Yes, it just works like it says on the tin. Upstream and downstream for me are better than 90% * n speed, downstream is exceptionally good, the more lines you have the worse it gets, four lines is quite a lot worse than three. For me upstream is not as good as downstream but that could be because my lines differ a lot in speed, one out of the four is exceptionally bad and it even copes with that.
One real nuisance is that with the Firebrick, you have to specify the rates for outbound traffic per line. I have been looking into this for years, and I have absolutely zero clue as to what is going on if you get these numbers wrong. It matters in that you need to get the figures right but if you do get them wrong in one direction or another then the results don’t make sense. I have spent eight years doing performance measurements. Some of the reason for confusion, I have now realised is that any corruption on packets really stuffs things up in this regard.

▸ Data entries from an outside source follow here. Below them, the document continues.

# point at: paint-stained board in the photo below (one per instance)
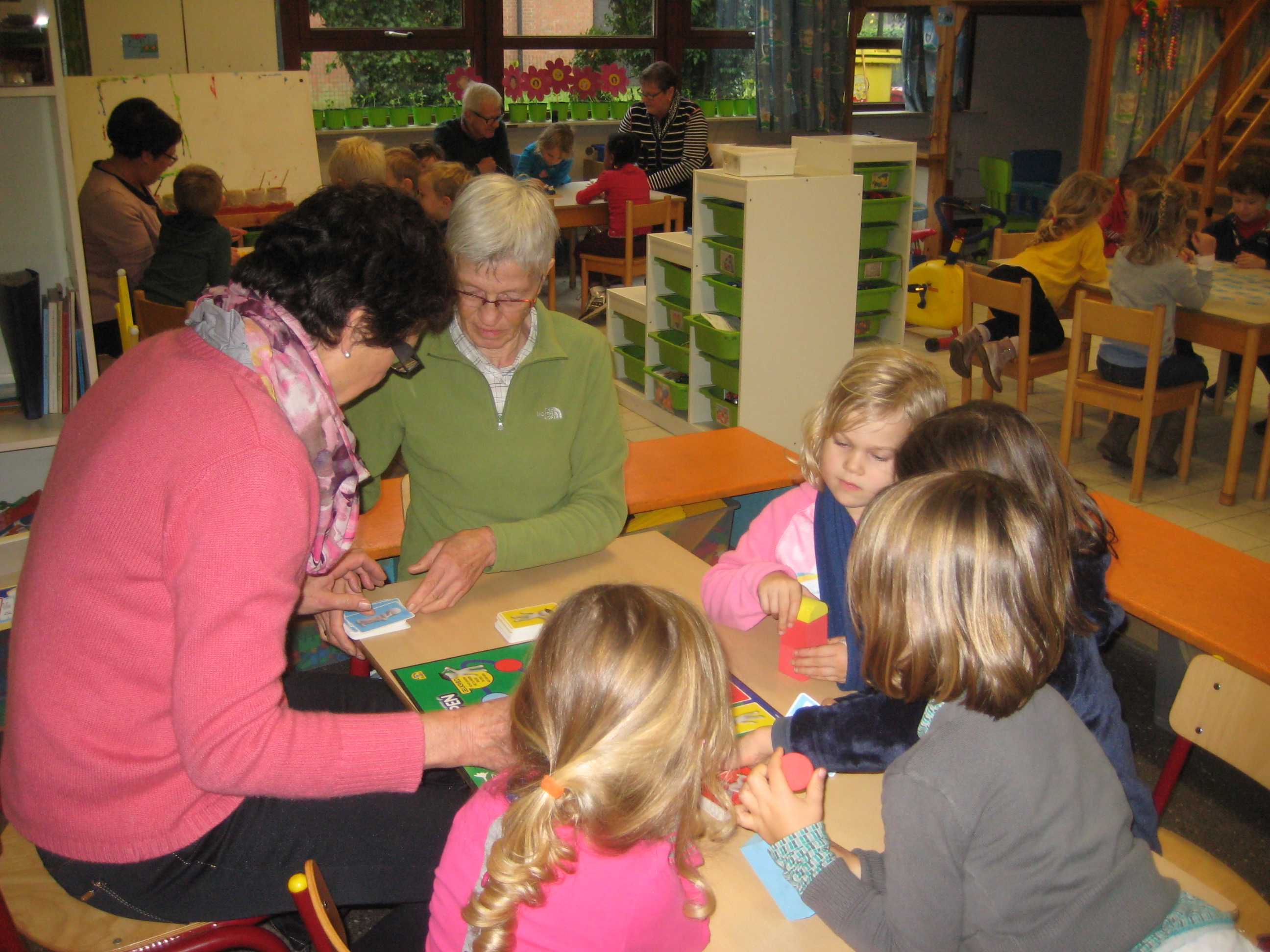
(247, 126)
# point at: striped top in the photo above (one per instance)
(672, 147)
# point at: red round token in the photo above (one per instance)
(798, 771)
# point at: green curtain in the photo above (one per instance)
(803, 63)
(1138, 103)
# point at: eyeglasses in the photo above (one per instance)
(507, 306)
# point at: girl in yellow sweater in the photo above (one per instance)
(1067, 249)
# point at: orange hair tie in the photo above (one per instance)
(552, 786)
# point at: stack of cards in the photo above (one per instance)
(520, 625)
(389, 616)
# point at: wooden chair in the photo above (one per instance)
(1146, 403)
(638, 216)
(318, 909)
(154, 319)
(1014, 299)
(33, 905)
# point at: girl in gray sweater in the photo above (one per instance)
(1006, 826)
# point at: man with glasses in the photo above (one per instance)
(478, 139)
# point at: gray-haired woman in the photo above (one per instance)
(511, 430)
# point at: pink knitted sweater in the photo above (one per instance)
(144, 673)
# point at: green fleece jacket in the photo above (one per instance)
(546, 477)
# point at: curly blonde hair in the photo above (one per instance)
(878, 384)
(627, 705)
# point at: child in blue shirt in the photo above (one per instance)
(550, 159)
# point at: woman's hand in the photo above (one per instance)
(454, 565)
(771, 809)
(825, 662)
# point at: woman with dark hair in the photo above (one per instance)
(202, 493)
(672, 134)
(119, 216)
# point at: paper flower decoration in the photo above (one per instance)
(614, 79)
(459, 80)
(586, 83)
(535, 84)
(559, 75)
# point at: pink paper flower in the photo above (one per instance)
(459, 80)
(614, 79)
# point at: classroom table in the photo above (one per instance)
(746, 916)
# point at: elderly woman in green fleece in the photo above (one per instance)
(511, 430)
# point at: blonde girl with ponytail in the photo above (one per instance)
(1066, 250)
(589, 842)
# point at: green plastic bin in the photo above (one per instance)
(730, 216)
(724, 344)
(727, 294)
(724, 374)
(674, 348)
(730, 254)
(888, 209)
(668, 394)
(679, 278)
(722, 412)
(874, 295)
(876, 235)
(633, 361)
(877, 264)
(676, 309)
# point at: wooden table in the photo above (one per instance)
(746, 918)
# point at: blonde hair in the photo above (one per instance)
(625, 705)
(962, 591)
(198, 190)
(357, 159)
(1157, 226)
(878, 384)
(1078, 200)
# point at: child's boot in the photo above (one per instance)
(1114, 446)
(1164, 449)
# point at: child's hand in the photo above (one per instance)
(771, 809)
(823, 663)
(780, 597)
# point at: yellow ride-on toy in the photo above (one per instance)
(935, 287)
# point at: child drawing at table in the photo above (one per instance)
(588, 842)
(1067, 250)
(1006, 827)
(1148, 273)
(799, 544)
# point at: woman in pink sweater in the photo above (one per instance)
(202, 493)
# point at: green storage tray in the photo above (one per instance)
(869, 323)
(877, 263)
(882, 175)
(633, 358)
(876, 235)
(727, 294)
(720, 410)
(676, 309)
(668, 394)
(679, 278)
(874, 295)
(730, 216)
(724, 374)
(724, 344)
(730, 254)
(888, 209)
(674, 347)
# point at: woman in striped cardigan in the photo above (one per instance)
(672, 134)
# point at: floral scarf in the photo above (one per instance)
(262, 337)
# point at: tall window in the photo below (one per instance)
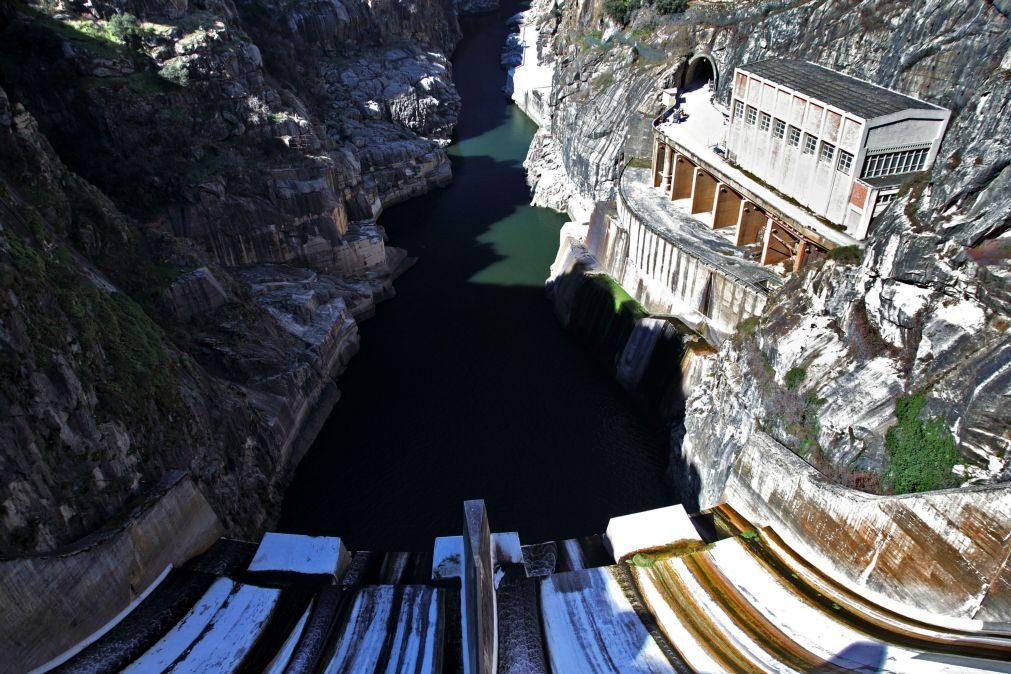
(810, 143)
(795, 136)
(890, 164)
(778, 129)
(828, 152)
(845, 163)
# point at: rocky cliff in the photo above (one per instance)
(188, 194)
(921, 318)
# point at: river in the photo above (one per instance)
(466, 386)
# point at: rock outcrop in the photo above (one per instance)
(188, 203)
(924, 316)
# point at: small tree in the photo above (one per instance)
(175, 71)
(671, 6)
(125, 28)
(921, 452)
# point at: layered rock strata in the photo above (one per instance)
(923, 315)
(188, 236)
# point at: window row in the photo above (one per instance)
(780, 130)
(891, 164)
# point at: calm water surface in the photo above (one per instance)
(466, 386)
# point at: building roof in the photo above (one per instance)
(842, 91)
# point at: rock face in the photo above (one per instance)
(188, 236)
(924, 315)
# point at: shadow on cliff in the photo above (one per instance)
(466, 386)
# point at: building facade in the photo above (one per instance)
(838, 146)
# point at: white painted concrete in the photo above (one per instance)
(590, 628)
(280, 661)
(98, 634)
(706, 127)
(630, 534)
(291, 553)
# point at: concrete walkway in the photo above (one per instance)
(705, 128)
(683, 230)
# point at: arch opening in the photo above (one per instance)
(700, 72)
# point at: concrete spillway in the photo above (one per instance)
(659, 592)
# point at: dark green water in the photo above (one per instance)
(466, 386)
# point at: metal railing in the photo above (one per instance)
(668, 238)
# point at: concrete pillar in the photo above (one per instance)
(480, 638)
(728, 207)
(668, 167)
(772, 245)
(800, 255)
(703, 192)
(657, 160)
(750, 221)
(680, 187)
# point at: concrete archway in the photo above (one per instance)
(700, 70)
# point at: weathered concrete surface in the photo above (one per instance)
(55, 601)
(673, 264)
(480, 633)
(939, 552)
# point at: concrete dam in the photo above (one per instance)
(506, 486)
(658, 591)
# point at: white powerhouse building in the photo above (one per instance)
(837, 145)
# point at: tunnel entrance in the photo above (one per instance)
(700, 72)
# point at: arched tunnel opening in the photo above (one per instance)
(700, 72)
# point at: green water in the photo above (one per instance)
(466, 386)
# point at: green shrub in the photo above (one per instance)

I use the following equation for the outband speeds, the rate limiters :
egress_rate = modem_loading_factor * protocol_efficiency_factor * sync_rate
where
protocol_efficiency_factor = ( the size of a chosen packet including all overheads due to protocols from eg ppp downwards ) / the original size; this is the same as the bloat factor due to all headers, trailers, stuffing, escaping, encoding and any other expansion factors
and
modem_loading_factor = some tweaking tuning number < 1.0 ; set by experimentation to give the best performance but possibly slightly reduced to improve latency or for other reasons, such as a reduction found by experiment to be helpful to voip
protocol_efficiency_factor : For FTTC/FTTC, I think the protocol_efficiency_factor = 96.69% normally, or else 91% if G.INP = high. Kitz has some numbers for efficiency of FTTC.
I use a value of protocol_efficiency_factor = 0.88 approx assuming a standard size of for an 1500 bytes for an IP packet. This comes from round_up((1500 bytes + 32 bytes of overhead ) / 48 bytes per atm cell payload ) = 32 atm cells; then protocol_efficiency_factor = 1500 / ((32 cells)* (48+5))
Now,
modem_loading_factor = 96.5% for me currently. Chosen after many months of testing.
So for you I might recommend trying a speed = 0.965 * 0.91 * sync_rate
I have a program that queries the modems and gets the upstream sync rate from each one. To do this, I use an ‘easy stats’ API provided by some code written by our esteemed forum member Johnson which is installed in the modems as part of his custom firmware. I then convert the sync rate to an egress rate to go into the speed attribute of <ppp speed=nnnn> in the Firebrick xml according to the previous formula; speed = mlf * protocol_efficiency * sync_rate. The program then puts out a snippet of Firebrick xml containing ppp elements with the correct upstream rate values in them, and embeds this in a complete template of the current Firebrick xml config, which is then uploaded into the Firebrick and takes effect immediately, without disturbing operations in progress.
The program to do this currently runs on an iPad, does the rate calculation and needs to be run manually when every speeds change. I could check for speed changes by polling which is nasty unless the rate is kept down. My iPad is of course not suitable for the job as a polling monitoring server. I should really rewrite the thing for my raspberry pi and let that do the monitoring and push the config changes into the iPad. I currently also have a quick iPad program that tells me yes or no have the modems’ speeds changed, to let me know that I may want to upload a new config.
I have a spreadsheet that does the efficiency calculations. I can post that if that would be useful.